But sheer size and bulk saves no one. GEC was the third-largest company in the FTSE-100 20 years ago. It’s new name, Marconi, is now a by-word for corporate cock-up. BTR was ranked 8th, but as Invensys it, too, has slipped out of the top 100. And ICI, whose share price was invariably referred to as the ‘bellwether’ of the London stock markets, is on the bottom rungs of the main index.
There have been loads of mergers and a couple of failures (British & Commonwealth and Ferranti). We’ve lost some curious names from the industrial landscape (British Electric Traction and Standard Telephones & Cables) and gained some interesting new arrivals. British Telecom hadn’t even been privatised when the index launched; today, it’s worth a fraction of bitter rival Vodafone, ranked no 2.
There have been changing fashions, as well. BAT Industries used to sell fags and life assurance. Hanson bloated itself on acquisitions then did a Damascene conversion with a series of demergers.
The index as a whole is now worth £1.1 trillion – about 11 times what it was worth 20 years ago. And BP alone is worth today what all 100 shares were worth back then. But at 4,500 today, the index itself is only four-and-a-half times its launch value. The FTSE-100 has ballooned on the back of acquisitions and new equity issues.

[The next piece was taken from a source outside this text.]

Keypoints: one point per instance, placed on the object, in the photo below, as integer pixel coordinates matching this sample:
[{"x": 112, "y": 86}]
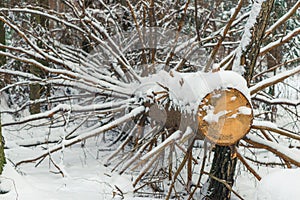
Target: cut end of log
[{"x": 225, "y": 116}]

Can we learn any lessons by studying these lists? Perhaps only two: the first is that the unimaginable can happen, and does. The second is that, despite the changing fashions in business management, the best-performing companies are those that have stuck to what they do and carried on doing it very well.
Or maybe it’s just pure luck: as one of my colleagues so aptly put it, fortune favours the successful.